Cierto día, la mamá se sintió fatigada, y no consiguió recoger la cantidad necesaria de maíz. Al contar, notó que esa jornada sería imposible hornear pan disponible para alimentarse, y mucho menos pensar en llevar el maíz al mercado para ganar un poco de dinero. Triste, no paraba de llorar... Si su marido le ayudara, podrían recoger mayor cantidad de maíz, pero no podría obtenerlo, porque él solo pensaba en él y prefería realizar tranquilas caminatas por el campo. ¿Qué podía hacer?

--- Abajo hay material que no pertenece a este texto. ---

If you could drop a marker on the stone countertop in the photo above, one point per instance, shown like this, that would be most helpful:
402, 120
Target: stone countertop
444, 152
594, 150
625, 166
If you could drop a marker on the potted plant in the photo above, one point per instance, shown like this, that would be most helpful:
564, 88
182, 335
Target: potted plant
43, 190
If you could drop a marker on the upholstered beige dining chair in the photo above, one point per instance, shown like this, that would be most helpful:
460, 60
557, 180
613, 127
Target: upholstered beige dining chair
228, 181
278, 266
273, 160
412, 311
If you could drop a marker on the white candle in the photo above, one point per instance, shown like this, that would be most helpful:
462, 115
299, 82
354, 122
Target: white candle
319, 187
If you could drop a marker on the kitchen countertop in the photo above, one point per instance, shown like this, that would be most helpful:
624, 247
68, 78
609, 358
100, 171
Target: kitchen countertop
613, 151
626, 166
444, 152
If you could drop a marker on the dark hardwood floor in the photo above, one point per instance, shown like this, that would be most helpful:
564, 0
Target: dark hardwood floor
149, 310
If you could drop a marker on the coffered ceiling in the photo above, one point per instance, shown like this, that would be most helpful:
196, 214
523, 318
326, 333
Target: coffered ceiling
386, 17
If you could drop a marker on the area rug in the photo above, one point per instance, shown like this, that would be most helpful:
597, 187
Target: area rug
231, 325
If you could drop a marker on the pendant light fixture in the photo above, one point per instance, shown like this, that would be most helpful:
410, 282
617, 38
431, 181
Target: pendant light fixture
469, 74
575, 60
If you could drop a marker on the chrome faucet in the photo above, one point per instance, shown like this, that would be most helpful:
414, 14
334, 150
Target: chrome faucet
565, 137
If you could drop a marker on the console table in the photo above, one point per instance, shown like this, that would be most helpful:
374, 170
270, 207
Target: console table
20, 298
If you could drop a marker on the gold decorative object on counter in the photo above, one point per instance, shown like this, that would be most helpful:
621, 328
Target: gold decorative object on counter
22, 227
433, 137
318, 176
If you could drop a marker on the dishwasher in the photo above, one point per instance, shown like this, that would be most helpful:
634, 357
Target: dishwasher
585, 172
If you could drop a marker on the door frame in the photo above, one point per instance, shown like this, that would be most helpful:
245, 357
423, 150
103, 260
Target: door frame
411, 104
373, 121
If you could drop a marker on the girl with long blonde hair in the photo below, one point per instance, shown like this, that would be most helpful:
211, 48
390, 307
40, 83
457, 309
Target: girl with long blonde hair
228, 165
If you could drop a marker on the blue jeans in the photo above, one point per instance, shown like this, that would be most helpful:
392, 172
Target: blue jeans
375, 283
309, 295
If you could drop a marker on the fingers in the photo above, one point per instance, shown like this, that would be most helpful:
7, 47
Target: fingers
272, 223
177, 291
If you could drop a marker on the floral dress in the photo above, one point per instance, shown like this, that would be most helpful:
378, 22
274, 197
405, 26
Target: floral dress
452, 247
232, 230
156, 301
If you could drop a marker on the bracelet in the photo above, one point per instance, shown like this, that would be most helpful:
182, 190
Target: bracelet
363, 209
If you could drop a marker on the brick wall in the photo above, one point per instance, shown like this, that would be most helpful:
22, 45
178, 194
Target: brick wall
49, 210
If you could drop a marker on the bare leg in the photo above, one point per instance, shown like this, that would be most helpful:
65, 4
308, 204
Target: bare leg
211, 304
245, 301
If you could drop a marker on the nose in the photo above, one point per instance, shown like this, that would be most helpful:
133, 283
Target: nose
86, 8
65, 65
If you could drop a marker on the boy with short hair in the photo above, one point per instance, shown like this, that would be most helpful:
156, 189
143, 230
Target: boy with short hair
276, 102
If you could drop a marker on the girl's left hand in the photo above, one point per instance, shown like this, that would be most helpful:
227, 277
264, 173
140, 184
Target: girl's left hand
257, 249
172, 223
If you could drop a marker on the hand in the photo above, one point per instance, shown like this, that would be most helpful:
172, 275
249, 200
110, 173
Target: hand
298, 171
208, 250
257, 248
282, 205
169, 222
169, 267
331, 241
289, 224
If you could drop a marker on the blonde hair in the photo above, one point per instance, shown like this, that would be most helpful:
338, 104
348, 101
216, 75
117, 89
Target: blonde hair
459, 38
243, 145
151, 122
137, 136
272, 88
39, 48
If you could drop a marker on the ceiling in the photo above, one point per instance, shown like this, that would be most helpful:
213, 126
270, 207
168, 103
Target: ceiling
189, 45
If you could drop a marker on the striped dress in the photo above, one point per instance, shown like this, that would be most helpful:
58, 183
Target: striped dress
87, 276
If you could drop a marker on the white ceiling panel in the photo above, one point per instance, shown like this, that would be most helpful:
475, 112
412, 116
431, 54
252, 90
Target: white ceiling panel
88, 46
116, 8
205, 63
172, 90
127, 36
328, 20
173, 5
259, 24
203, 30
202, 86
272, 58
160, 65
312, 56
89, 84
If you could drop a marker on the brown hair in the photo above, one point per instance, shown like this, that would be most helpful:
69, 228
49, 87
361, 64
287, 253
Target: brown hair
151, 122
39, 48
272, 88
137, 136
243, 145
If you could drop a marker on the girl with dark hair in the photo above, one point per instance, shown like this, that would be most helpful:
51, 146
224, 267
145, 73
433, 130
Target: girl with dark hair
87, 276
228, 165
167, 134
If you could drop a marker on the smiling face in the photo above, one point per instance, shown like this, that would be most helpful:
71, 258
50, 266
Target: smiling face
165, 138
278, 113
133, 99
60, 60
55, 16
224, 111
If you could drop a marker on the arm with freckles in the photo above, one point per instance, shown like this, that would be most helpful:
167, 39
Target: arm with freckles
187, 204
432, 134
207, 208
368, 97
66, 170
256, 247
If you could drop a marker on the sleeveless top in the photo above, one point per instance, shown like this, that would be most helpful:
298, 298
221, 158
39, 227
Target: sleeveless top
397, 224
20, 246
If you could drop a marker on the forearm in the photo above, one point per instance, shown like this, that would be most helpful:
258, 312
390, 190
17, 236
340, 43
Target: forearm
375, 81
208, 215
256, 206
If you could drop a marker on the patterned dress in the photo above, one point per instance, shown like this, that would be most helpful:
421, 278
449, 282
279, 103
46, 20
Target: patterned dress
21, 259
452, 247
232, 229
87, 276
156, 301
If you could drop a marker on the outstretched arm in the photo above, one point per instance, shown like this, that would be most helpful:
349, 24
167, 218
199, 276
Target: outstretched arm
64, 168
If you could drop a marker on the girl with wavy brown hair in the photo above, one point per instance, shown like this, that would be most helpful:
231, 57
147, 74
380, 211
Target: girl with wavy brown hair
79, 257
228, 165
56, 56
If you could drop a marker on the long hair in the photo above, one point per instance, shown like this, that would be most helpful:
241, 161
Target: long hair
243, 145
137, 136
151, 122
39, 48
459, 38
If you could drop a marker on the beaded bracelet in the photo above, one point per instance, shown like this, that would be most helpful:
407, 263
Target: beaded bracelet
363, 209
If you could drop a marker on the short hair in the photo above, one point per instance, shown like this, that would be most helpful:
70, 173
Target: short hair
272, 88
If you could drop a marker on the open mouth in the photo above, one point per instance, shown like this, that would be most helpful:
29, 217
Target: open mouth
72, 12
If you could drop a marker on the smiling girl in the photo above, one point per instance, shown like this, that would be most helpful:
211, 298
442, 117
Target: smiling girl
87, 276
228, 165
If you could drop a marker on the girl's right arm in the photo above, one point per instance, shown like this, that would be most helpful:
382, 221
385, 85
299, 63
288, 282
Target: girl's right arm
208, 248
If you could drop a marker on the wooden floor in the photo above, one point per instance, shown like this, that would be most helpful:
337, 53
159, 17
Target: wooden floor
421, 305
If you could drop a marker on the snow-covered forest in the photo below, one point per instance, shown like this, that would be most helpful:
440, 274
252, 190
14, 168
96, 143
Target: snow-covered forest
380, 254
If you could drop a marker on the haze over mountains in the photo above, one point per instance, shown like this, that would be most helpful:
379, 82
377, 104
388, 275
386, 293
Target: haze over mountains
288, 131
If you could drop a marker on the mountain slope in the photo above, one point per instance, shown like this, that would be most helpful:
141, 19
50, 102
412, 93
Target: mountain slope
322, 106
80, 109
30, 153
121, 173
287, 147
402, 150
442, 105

Ya desesperada, la muchacha estaba a punto de irse a la cama, y notó que algo resplandecía en el centro de la gran cantidad de maíz. Al principio, creyó que era un destello proveniente del sol. Además, mientras sollozaba, el brillo... Pero ya cuando se alejó de allí, giró y observó. Entonces se dio cuenta de que había oscurecido, por lo que la presencia de un rayo de sol no era posible. Comenzó a explorar en el entorno, qué podría ser eso. Y de pronto:

Pero... - dijo en voz bajo la mujer - No puede ser... ¡Si es una mazorca de oro!

De todas las mazorcas, una sobresale por sus granos dorados, vislumbraba Con mucha energía. Era como una auténtica espiga de oro. ¿Y qué hizo la esposa? Se precipitó a buscar a su esposo para darle la gran noticia.

Él, que siempre estaba posando en la hamaca, y se paró sorprendido al ver eso. ¡El gran Dios compensó a su esposa por su desempeño y dedicación! Se humilló y le pidió disculpas. Hizo una promesa que de ahora en adelante la apoyaría en todo.

La mazorca fue vendida, y con el dinero obtenido sembraron más maíz, cambiaron la casa y adquirieron prendas nuevas para sus pequeños. A partir de entonces, el esposo empezó a laborar junto a su esposa, y vivieron un aumento en sus beneficios, para que nunca más experimentaran hambre.